Category Archives: internals

thoughts, musings, life, etc

some cracked mosaic

all these little fragments of a life real and imagined, of writing and the joy of it, of loose talk and even looser words, of half thoughts, half scenes, of couples on the rocks, of lovers on the mend, of gangsters and killers and clowns as children, of angst ridden poets, all of you, some shattered whole, some cracked mosaic, and i am happy in that, to have found you again my dear, dear old friend. you never did abandon me, and i had thought i could go on without you.

ever go away

and there are times when the skin is so thin and so real that i rake it over and over to get at what’s inside, to peel it off and see what’s inside, to separate the meat from the bone to feel what’s inside and all i find in myself are maggots and shit and despair like some new tomorrow will never come, like all the world’s roses are perched thorns out from under my chin, like the pressure in my head will never abate, will never grow tired, will never grow old, will never ever go.

to write ceaselessly

to write it ceaselessly, endlessly, until it all goes away, the fragrance of it, the scratch of it, to reduce it all to the trace of a lost thought, something that can fit snugly in the back of the throat where not even the nimblest of fingers can get it. where you will write over it, ceaslessly, endlessly, until it’s all noise, like the way it was before, like the way it was before you were found.

hair and beard

i said to her, yeah ok, the hair i can understand. it’s a bit much, even for me. but, the beard, no. i need the beard. i’m grieving, i need the beard to cover my face.
i turned away, my eyes welled up too quickly, i hadnt expected it, so sudden, so raw. i had to not look at anything.
what? she said, touching my arm, what is it? what is it?
how do i tell her, i dont know, i still dont know where all the pain comes from, all this fucking sorrow.

christening toast

thank you all for coming, etc, etc.
children are amazing. when i first met christina, i think i scared her witless. i mean she cried for days. maria told me not to take it personally. but i knew better. christina was going to be tough nut to crack. so it’s been going like this for about a year now, we’d see maria and john and the girls and right on cue, christina starts bawling. until recently, her father was putting something together, and i was helping him, and christina just stumbles out, stepping all over me, starts helping us too. next thing you know, she takes me by the hand, by the finger actually, and starts pulling me around. showing me off, like, “hey everybody, look at my clown!”
there’s something of her grandfather, john’s father, in her. this defiance. this stalwart determination to have things on her terms. that’s how i remember John’s father.

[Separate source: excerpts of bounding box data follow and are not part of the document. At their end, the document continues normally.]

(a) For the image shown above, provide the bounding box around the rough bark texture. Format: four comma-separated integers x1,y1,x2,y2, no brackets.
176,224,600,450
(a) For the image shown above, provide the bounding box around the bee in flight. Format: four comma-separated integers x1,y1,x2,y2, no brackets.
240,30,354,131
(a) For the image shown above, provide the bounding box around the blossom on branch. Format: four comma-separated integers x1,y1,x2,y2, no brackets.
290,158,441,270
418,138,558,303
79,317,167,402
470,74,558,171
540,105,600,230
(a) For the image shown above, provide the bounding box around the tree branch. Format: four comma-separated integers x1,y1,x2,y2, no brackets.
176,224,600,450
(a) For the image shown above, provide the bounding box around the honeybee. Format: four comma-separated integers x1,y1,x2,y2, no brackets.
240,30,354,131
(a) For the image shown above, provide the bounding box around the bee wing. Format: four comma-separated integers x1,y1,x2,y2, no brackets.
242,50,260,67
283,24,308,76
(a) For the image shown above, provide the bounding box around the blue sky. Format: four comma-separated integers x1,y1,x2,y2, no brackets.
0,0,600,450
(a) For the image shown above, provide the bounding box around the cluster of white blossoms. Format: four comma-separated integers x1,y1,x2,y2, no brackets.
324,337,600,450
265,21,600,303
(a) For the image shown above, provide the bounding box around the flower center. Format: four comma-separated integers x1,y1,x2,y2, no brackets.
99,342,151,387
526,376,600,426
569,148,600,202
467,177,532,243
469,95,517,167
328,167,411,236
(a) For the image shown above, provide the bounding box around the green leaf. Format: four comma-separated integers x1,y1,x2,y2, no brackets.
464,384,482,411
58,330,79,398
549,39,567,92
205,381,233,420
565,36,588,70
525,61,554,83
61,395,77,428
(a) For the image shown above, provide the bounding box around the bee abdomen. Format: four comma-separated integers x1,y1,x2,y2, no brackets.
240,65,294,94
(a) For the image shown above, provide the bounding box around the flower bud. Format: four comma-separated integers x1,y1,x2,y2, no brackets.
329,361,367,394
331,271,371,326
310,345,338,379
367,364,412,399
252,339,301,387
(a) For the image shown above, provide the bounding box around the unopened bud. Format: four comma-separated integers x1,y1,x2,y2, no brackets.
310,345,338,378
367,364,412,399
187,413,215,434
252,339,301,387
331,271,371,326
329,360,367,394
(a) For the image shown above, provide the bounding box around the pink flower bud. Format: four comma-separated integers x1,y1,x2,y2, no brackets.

God, he was a brick of a man. he was full of history and laughter. and he always took me seriously. when i met my then future wife, he took us out for breakfast to size her up. he told me not to play games with this one. obviously he approved. and he always had this godfather-esque air about him. So you can imagine the irony, and the absolute delight I feel, when John and Maria asked US to be Christina’s godparents. look at her. god, those eyes, aren’t they something? With 2 other girls, John’s already in trouble, but the eyes on this one. He’s going to need my help too. and we are completely willing, it would be our honor.
Maria, John, I cannot tell you what a privilege it truly is, to bring our families even closer like this, through the christening of your daughter and in the memory of your father. I still miss his laughter but i can almost hear it again, in Christina’s own.
Na mas zeesee!

my own hate

people get confused. they think that when i say, “my hatred is my own,” they think i hate myself, that i’m talking about self hatred. but you’re wrong, so very wrong. i hate you. truly i do, i hate you all.
and i’ve worked very hard to keep it safe. i’ll never let you see it. i’ll never let you own it. i will never give it to you. i will never give in, it is mine.
all this hate is mine.

the last time, rev.2

do you remember the last time?
this is the last time, don’t you remember?
what? no, not this time, but the time before.
will this be the last time you do this to me?
this is the last time you ask me that.
not since the last time have i felt this way
this is nothing like that. the last time was better.
bitter? did you say you were bitter last time?
that’s not what i said. this is exactly what i am talking about.
what are you talking about? what are you talking about?
this is not going to be like last time.
yeah, you better believe it won’t be.
oh come on. don’t be like that
does it matter? it doesn’t fucking matter.
yes it does. one last time. please.
do you even remember the last time?
no, of course not. not at all. it’s all a blur.
i can’t believe you. how could you say that?
i’ve heard this all before.
i hate you.
yeah, that wouldn’t be the first time either.